13.Given that you have one string of length N and M small strings of length L . How do you efficiently find the occurrence of each small string in the larger one ?
Solution:This solution has been framed on the assumption that all the occurances of a string in the large string of length N are to be reported.
So one can just sort the M strings in O(l*Mlog(M)).An additional l figures because comparison function of strings of length l is of complexity O(l).

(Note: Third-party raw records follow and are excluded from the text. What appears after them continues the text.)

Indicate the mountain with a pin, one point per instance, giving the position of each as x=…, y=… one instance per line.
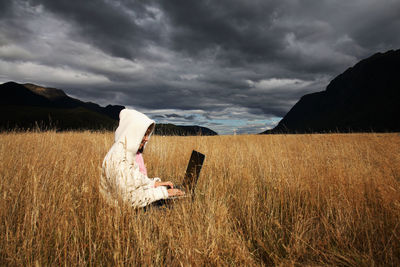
x=29, y=106
x=171, y=129
x=365, y=98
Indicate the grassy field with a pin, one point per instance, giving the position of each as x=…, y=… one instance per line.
x=261, y=200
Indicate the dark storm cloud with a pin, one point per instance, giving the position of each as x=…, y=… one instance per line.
x=104, y=24
x=193, y=62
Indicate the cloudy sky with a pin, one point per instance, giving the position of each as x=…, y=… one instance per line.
x=227, y=64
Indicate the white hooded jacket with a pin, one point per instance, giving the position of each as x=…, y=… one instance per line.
x=121, y=177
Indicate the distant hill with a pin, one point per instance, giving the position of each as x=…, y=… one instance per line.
x=171, y=129
x=365, y=98
x=29, y=106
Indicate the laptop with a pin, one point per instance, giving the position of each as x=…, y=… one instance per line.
x=192, y=174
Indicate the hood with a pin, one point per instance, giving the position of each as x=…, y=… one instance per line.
x=132, y=128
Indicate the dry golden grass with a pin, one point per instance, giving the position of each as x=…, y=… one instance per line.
x=261, y=200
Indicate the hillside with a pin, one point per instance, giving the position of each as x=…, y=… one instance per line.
x=30, y=106
x=365, y=98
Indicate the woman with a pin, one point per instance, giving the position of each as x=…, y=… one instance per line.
x=124, y=175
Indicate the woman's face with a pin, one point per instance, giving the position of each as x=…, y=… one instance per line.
x=145, y=138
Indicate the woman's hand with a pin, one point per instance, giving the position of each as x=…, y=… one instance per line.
x=175, y=192
x=167, y=184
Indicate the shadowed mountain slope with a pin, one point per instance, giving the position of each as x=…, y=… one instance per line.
x=365, y=98
x=29, y=106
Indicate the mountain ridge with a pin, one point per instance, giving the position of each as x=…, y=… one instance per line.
x=30, y=106
x=364, y=98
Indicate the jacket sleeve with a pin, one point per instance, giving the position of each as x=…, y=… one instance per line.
x=135, y=187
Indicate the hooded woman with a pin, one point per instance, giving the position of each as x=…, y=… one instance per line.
x=124, y=174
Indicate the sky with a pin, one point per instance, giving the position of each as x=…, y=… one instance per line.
x=229, y=65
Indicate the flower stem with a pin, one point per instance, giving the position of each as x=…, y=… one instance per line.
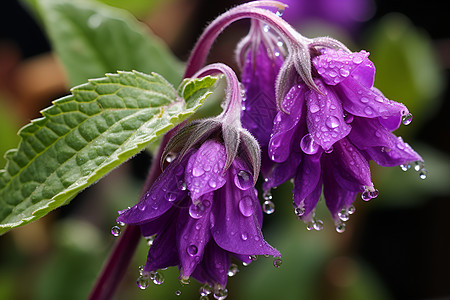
x=120, y=257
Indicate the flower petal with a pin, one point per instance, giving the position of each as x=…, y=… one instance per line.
x=204, y=169
x=214, y=266
x=306, y=180
x=192, y=236
x=167, y=189
x=236, y=226
x=325, y=118
x=163, y=252
x=259, y=108
x=336, y=66
x=284, y=125
x=351, y=165
x=336, y=197
x=400, y=153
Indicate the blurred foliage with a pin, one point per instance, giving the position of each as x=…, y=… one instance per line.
x=408, y=70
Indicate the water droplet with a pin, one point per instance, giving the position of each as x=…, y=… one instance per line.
x=170, y=197
x=150, y=240
x=197, y=210
x=246, y=206
x=357, y=59
x=181, y=185
x=332, y=122
x=221, y=294
x=233, y=270
x=243, y=180
x=308, y=145
x=314, y=108
x=158, y=279
x=407, y=119
x=205, y=290
x=142, y=282
x=423, y=174
x=318, y=225
x=340, y=227
x=405, y=167
x=196, y=171
x=366, y=195
x=192, y=250
x=419, y=165
x=268, y=207
x=277, y=262
x=344, y=215
x=115, y=230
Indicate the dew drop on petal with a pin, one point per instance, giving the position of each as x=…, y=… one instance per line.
x=332, y=122
x=243, y=180
x=268, y=207
x=115, y=230
x=308, y=145
x=158, y=279
x=221, y=294
x=277, y=262
x=205, y=290
x=197, y=171
x=340, y=227
x=407, y=119
x=192, y=250
x=246, y=206
x=233, y=270
x=196, y=211
x=142, y=282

Once these M strings are sorted,we can simply do a binary search on them for each of the N-l+1 continuous substrings of big string.The complexity of this search for each such substring is O(l*logM).
So the complexity of this procedure is O(l*MlogM)+O((N-l+1)*(l*logM)).
For N>>l this reduces to O(l*MlogM)+O(N*l*log(M).
This can be reduced to O((M+N)*l*log(M)).
If you find a better solution than this,please post it in the comments section.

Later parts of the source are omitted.